Bu kişiye çeşitli konuları inceleyip nasıl bir tavır alacağı, nasıl kavrayacağı ve zihnini nereye koyacağıyla ilgili farklı yollar öğretildiğinde, zihni birçok yerde durabilir. O anda bir rakibe saldırmak isterse alışılmadık şekilde rahatsızlık duyar. Daha sonra günler geçip zaman ilerledikçe çalışmaları doğrultusunda artık ne vücudunun duruşunu ne de kılıcı nasıl tuttuğunu zihninde tartması gerekir.
Bu durumda, birden ona kadar sayıldığında ilk ve son rakamların yan yana olması gibi başlangıcın da sonla aynı anlamı taşıdığı görülür.
Diğer konularda, mesela müzikal perdede, başlangıçtaki en alçak perdeden sondaki en yüksek perdeye hareket edildiğinde en alçaktaki ve en yüksekteki bitişik hale gelir.5
En yüksek ve en alçak perdenin birbirine benzediğini söyleriz. Budizm, en derinlerine ulaştığınızda, Buda veya Budist Yasası hakkında hiçbir fikri olmayan bir insana benzer. Ne bir süsü ne de insanın dikkatini çekecek bir yanı vardır.
Başlangıcın cehaleti ve ıstırabı ile sonradan gelen sarsılmaz bilgelik bir olur.
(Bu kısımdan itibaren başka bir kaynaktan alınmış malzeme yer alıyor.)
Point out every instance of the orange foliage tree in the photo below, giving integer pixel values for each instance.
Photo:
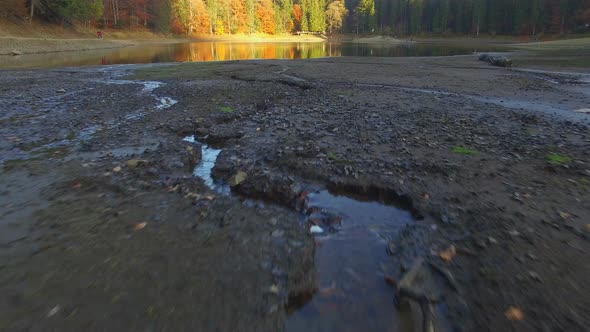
(266, 15)
(297, 17)
(238, 11)
(200, 18)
Akıl işlevini yitirir ve kişi, zihnin ve düşüncenin olmadığı bir hale gelir. En derin noktaya gelindiğinde, kollar, bacaklar ve beden ne yapması gerektiğini anımsar ve zihin bu işe karışmaz bile.
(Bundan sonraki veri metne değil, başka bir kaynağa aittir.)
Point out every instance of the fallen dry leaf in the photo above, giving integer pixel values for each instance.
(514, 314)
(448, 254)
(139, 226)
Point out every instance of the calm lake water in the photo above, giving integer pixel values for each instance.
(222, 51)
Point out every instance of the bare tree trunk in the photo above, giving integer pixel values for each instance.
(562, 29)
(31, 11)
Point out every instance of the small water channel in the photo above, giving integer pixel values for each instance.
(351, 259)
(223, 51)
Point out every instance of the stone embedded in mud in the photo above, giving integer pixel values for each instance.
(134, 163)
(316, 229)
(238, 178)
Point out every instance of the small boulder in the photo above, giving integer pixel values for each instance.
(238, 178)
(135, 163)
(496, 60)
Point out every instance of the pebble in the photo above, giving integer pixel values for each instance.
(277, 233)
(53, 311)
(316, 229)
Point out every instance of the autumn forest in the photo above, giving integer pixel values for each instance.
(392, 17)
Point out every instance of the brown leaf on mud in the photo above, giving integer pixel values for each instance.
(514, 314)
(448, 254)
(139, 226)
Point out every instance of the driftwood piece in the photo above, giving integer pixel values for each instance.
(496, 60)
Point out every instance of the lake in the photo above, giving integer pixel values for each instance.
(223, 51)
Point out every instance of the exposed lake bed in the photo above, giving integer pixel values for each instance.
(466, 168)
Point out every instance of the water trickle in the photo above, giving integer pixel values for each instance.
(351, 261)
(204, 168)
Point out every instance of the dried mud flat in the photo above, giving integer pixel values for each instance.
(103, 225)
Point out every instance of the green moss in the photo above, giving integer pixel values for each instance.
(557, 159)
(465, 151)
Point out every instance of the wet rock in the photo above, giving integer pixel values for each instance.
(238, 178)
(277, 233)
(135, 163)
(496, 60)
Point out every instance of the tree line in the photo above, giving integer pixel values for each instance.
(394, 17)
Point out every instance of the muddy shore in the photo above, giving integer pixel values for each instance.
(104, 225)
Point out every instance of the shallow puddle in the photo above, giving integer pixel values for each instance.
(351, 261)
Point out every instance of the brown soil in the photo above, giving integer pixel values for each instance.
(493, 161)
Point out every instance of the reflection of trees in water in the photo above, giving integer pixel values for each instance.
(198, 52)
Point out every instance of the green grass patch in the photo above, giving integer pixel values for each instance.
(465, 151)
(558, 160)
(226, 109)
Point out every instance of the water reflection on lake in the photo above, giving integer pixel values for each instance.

Budist rahip Bukkoku6 şöyle der:
“Her ne kadar düşünerek tutmasa da nöbeti, korkuluk boşuna durmaz küçük dağ tarlalarında.”
Her şey böyledir.
İnsanlar, dağdaki tarlalarına korkuluk yapmak için bir insan figürü oluşturup eline bir yay ve ok yerleştirir. Kuşlar ve hayvanlar da bunu görüp kaçarlar. Bir akla sahip olmamasına rağmen geyikler ondan kaçıyorsa, bu figür görevini yerine getiriyor demektir ve boş yere yapılmamıştır.
Bu, herhangi bir yolun derinliklerine ulaşmış insanların davranışlarına bir örnektir. Eller, ayaklar ve beden hareket edebilirken zihin hiçbir yerde durmaz ve nerede olduğu da bilinmez. Kişi, düşüncenin ve zihnin olmadığı ruh haline büründüğünde, tarladaki korkuluğun seviyesine ulaşmış demektir.
Yolunu bulamayan sıradan insanın en başından beri bilgeliğe sahip olmadığını ve ne olursa olsun asla sahip olamayacağını söyleyebiliriz. Her şeyden yüksekte, olabilecek en uzak noktada duran bilgelik, asla ortaya çıkmayacaktır. Son olarak, yeterince olgunlaşmamış kişi, bilgeliğini düşünmeden hemen açığa vuracaktır ve bu gülünç bir durumdur. Günümüz rahiplerinin sahip olduğu edep hiç kuşkusuz bu ışığın rehberliğinde değerlendirilebilir. Bu utanç vericidir.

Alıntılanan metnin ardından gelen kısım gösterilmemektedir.